En aquel momento, D’Artagnan pasaba persiguiendo a milady; lanzó una ojeada hacia Porthos y vio aquella mirada triunfante.
-¡Vaya, vaya! - se dijo a sí mismo, razonando sobre el sentido de la moral extrañamente fácil de aquella época galante-. Ahí hay uno que fácilmente podrá equiparse en el plazo previsto.
Porthos, cediendo a la presión del brazo de su procuradora como una barca cede al gobernalle, llegó al claustro de Saint Magloire, pasaje poco frecuentado, encerrado por molinetes en sus dos extremos. No se veía, por el día, más que mendigos comiendo o niños jugando.
-¡Ah, señor Porthos! - exclamó la procuradora cuando se hubo tranquilizado de que nadie extraño a la población habitual de la localidad podía verlos ni oírlos-. Vaya, señor Porthos, estáis hecho un conquistador, según parece.
-¿Yo, señora? - dijo Porthos engallándose-. ¿Y eso por qué?

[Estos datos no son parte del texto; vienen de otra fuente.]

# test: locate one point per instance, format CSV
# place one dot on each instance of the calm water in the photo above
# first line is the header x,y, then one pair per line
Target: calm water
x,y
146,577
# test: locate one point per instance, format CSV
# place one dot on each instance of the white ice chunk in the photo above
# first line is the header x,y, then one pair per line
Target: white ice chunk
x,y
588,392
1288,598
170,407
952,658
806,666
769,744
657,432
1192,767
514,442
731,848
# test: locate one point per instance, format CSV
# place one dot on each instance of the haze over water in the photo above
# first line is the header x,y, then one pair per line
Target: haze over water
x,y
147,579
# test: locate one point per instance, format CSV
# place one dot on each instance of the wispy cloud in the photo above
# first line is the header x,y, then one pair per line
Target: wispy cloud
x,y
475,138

-¿Y las señas de hace un momento, y el agua bendita? Pero por lo menos es una princesa esa dama, con su negrito y su doncella.
-Os equivocáis. Dios mío, no - respondió Porthos-, es simplemente una duquesa.

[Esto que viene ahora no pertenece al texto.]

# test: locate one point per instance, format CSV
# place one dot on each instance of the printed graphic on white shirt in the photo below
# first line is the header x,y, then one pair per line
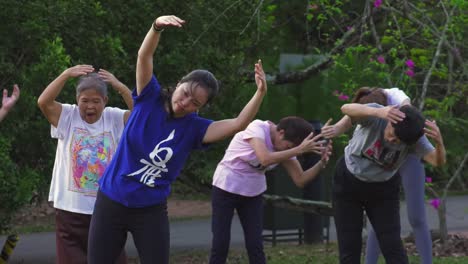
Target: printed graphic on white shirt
x,y
90,157
158,158
383,154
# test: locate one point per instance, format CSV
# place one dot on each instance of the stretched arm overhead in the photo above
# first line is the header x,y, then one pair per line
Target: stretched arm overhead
x,y
120,88
359,111
436,157
51,108
144,67
9,102
219,130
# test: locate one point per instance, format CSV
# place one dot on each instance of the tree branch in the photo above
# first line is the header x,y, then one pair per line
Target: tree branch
x,y
301,205
298,76
435,59
456,174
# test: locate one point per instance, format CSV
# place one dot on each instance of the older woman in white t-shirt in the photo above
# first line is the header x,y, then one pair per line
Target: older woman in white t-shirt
x,y
88,133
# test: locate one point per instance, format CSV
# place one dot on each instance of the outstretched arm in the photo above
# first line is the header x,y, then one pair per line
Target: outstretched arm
x,y
332,131
301,177
51,108
436,157
267,157
9,102
219,130
359,111
120,88
144,68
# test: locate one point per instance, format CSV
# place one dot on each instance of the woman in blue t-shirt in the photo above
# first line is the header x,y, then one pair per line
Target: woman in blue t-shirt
x,y
160,134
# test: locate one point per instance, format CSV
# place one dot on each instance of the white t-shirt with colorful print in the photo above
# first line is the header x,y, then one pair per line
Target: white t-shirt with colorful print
x,y
83,153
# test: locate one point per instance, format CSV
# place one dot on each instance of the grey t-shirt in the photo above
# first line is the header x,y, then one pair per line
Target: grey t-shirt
x,y
372,159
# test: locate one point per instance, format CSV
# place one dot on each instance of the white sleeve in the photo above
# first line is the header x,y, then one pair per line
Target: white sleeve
x,y
117,116
64,122
395,96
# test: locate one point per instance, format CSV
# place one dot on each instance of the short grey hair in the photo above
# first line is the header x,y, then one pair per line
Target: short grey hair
x,y
91,81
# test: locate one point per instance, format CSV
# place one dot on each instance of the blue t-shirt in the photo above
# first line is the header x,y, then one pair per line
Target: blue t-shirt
x,y
152,151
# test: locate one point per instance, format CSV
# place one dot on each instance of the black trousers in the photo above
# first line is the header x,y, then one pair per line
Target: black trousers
x,y
250,211
380,200
110,223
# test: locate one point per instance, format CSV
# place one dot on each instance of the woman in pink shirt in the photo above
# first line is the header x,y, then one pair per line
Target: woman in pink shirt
x,y
239,179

-¿Y ese recadero que la esperaba en la puerta, y esa carroza con un cochero de lujosa librea que esperaba en su pescante?

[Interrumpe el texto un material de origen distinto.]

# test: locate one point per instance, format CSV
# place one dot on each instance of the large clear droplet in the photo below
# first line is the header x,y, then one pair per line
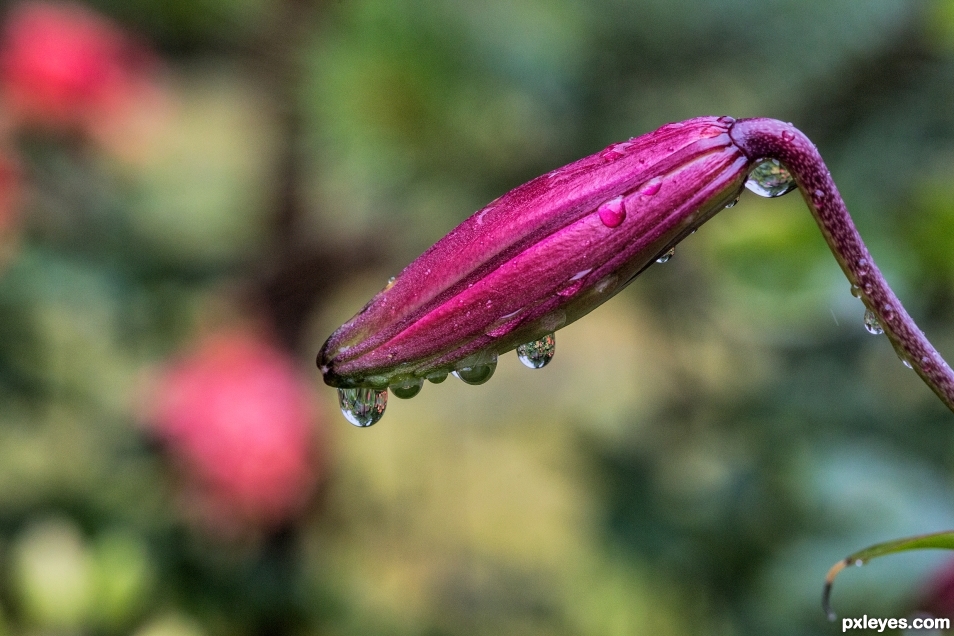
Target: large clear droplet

Porthos no había visto ni el recadero ni la canoza; pero con su mirada de mujer celosa, la señora Coquenard lo había visto todo.
Porthos lamentó no haber hecho a la dama del cojín rojo princesa a la primera.
-¡Ah, sois un muchacho amado por las hermosas, señor Porthos! - prosiguió suspirando la procuradora.
-Pero - respondió Porthos - comprenderéis que con un físico como el que la naturaleza me ha dotado, no dejo de tener aventuras.
-¡Dios mío! ¡Qué pronto olvidan los hombres! - exclamó la procuradora alzando los ojos al cielo.
-Menos pronto que las mujeres - respondió Porthos ; porque, en fin, señora, yo puedo decir que he sido víctima, cuando herido, moribundo, me he visto abandonado a los cirujanos; yo, el vástago de una familia ilustre, que me había fiado de vuestra amistad, he estado a punto de morir de mis heridas, primero; y de hambre después, en un mal albergue de Chantilly, y eso sin que vos os hayáis dignado responder una sola vez a las ardientes cartas que os he escrito.
-Pero, señor Porthos… - murmuró la procuradora, que se daba cuenta de que, a juzgar por la conducta de las mayores damas de su tiempo, había cometido un error.